New research published in the journal Frontiers in Human Neuroscience shows that gaming helps with awareness, even though it persists years after you stop playing.
Research from the Oberta de Catalunya University (UOC) tested 27 people (18-40 years old) who have played games in the past or have never touched them. Each participant was tested on their cognitive skills before going through 1.5 hours of gaming for 10 consecutive days, then passed the test and finally tested again 15 days after playing.
The game tested was Super Mario 64, a game that has been shown to be correlated with structural changes in the brain. One group will also receive transcranial magnetic stimulation (TMS), a non-invasive brain stimulation technique, to see if it can improve their gaming ability.
Participants from both groups improved their game play – lots of practice should improve after all – but there didn’t seem to be any enhancement effect due to the stimulus. Participants performed working memory tasks with different results before practicing the game, but with similar results after 15 hours of gaming.

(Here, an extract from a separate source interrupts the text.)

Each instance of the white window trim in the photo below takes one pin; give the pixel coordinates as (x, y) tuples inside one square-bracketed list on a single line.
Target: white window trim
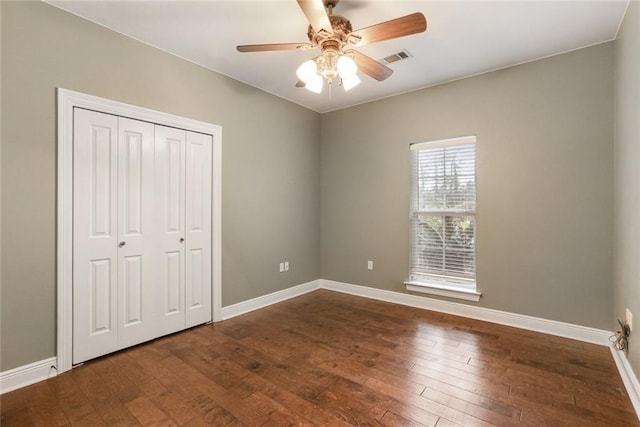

Initially, the researchers aimed to test whether a combination of gaming training and non-invasive brain stimulation could be used for cognitive enhancement, but the results showed irrelevance.
So they turned to other traits that could explain differences in memory test scores. Age and gender were excluded, leaving one trait – past gaming experiences.
The researchers found that in the early stages, those who liked to play games in their pre-adolescent period performed significantly better on memory tests than those who had never played the game before, though The training with Super Mario 64 is about the same, but the benefits of gaming have long since influenced.
Marc Palaus, a UOC researcher, said: “People who have played games before adolescents, even though no longer play, still do better with manipulative memory tasks, which require mental retention and manipulation of information to get results.”
Palaus added: “Regular players as a child have performed better early on in handling 3D objects, although these differences have been minimized after training in video games, as both All groups showed similar levels. “
While games seem to have a beneficial effect on some cognitive tasks, the researchers emphasize that this effect is limited and that activities other than gaming may also achieve results. the same, similar.
Since this research serves one hypothesis, further research is needed before the game is marketed as a step toward smarter. The size of the study was relatively small, and despite initial differences in perception, participants only needed 15 hours of “game practice” before being balanced.
However, the researchers write that “Although tentative, our results provide information on the potential value of video game exposure.”